Et le peuple khmer ? Il attend encore son sauveur, celui qui n'arrive jamais. Je supplie qu'on ne s'offense pas de ce que j'ai dit, je parle après tous les faits. Je sais très bien qu'il y ait, dans tes rangs, des braves qui se battent pour la démocratie, mais ta stratégie de survie, je ne dis pas de conquête de pouvoir, parce qu'il n'en existe pas, les conduit tous dans la défaite. 42 communes ne sont pas des signes du début de la victoire, elles représentent en réalité une faiblesse pour les partis qui prétendent d'être les partis du peuple indigné. Attendons voir en 2013 : Tu seras à nouveau éloquent pendant la campagne électorale.
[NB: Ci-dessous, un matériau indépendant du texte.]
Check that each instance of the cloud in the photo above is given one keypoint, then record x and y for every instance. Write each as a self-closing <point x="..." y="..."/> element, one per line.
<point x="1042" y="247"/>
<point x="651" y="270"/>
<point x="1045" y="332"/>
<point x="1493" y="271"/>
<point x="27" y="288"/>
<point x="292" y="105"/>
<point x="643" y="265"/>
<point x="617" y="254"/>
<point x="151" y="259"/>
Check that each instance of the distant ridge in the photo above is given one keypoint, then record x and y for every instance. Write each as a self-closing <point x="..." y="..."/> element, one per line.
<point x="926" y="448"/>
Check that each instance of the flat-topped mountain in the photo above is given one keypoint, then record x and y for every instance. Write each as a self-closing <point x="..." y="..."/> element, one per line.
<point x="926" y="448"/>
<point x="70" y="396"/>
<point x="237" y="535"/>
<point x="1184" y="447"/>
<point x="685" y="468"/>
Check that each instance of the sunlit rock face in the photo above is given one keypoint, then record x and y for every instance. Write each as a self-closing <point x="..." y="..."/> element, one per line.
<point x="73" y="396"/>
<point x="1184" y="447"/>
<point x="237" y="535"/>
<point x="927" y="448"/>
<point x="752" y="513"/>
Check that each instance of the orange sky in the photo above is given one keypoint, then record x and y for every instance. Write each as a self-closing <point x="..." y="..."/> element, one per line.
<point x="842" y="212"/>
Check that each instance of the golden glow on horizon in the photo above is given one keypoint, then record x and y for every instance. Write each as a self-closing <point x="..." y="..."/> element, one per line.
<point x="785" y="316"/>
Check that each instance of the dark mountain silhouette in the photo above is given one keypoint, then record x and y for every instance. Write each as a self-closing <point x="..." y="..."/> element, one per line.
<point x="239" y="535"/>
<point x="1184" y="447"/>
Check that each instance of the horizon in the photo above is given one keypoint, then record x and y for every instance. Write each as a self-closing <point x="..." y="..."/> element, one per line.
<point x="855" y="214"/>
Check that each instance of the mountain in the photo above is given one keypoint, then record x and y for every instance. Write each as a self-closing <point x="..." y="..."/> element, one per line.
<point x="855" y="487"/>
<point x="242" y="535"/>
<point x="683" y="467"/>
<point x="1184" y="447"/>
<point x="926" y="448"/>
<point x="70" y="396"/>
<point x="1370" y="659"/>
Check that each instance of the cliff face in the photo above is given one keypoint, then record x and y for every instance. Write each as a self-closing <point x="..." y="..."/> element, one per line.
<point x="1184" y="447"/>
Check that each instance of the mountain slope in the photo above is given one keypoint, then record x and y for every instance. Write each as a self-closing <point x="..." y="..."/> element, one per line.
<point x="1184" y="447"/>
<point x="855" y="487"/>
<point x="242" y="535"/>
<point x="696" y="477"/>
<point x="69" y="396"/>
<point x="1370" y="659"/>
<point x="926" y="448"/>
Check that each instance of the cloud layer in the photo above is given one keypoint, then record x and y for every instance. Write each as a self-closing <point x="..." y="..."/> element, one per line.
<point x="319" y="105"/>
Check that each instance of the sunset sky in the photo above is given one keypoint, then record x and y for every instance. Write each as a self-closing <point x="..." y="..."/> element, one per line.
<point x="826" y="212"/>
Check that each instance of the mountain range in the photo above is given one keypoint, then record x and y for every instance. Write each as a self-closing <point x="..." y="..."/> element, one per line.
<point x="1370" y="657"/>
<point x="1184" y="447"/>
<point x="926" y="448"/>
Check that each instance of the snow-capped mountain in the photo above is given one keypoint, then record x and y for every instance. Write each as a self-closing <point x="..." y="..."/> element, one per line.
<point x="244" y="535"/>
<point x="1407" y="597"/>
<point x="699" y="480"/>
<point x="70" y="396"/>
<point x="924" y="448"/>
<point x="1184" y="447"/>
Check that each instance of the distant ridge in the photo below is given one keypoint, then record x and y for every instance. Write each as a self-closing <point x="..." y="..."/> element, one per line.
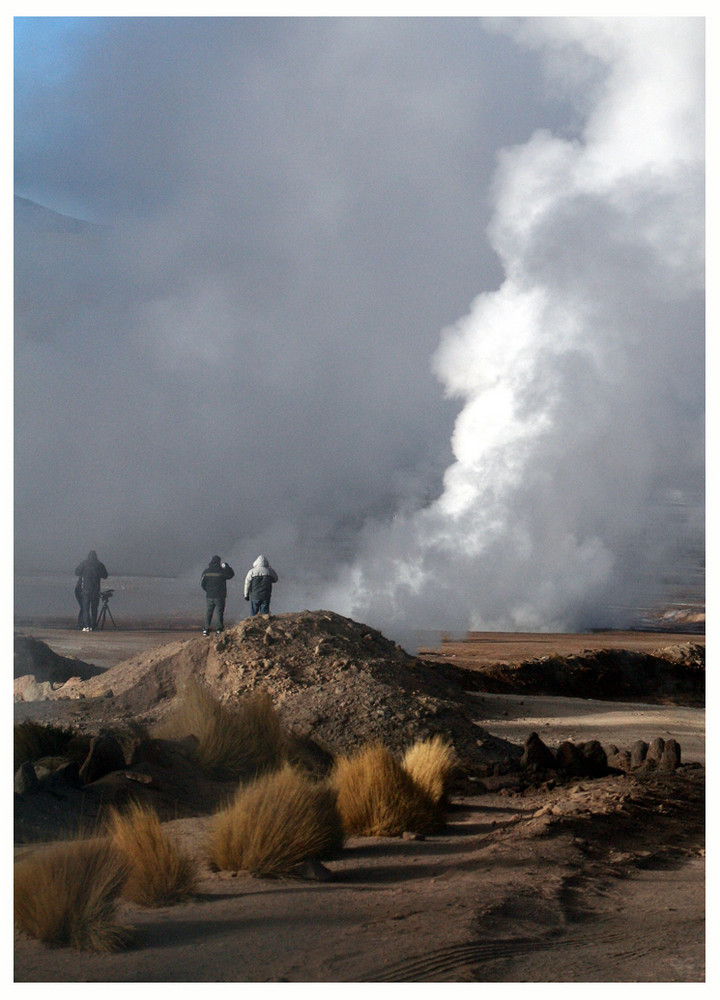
<point x="30" y="215"/>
Tu répéteras la même chose : L’objet des élections, c’est la victoire, celui de la victoire, la conquête du pouvoir, celui de la conquête du pouvoir, la gouvernance. C’est bon de t’entendre parler ainsi en 2013. Mais 2013 est la même chose que les années 1993, 1998, 2003 et 2008. Elle sera déjà le passé. Tu ne prononceras jamais le mot « élections », tu ne s’inquiéteras de rien d’autre que de la campagne électorale. Pour toi, c’est la campagne électorale qui est plus importante que les élections d’elles-mêmes. Gagnant ou perdant, c’est la même chose, parce que ton but n’est pas comme tu dis, la victoire, mais la survie dans le système. Cela s’appelle le bon perdant, mon pauvre ami !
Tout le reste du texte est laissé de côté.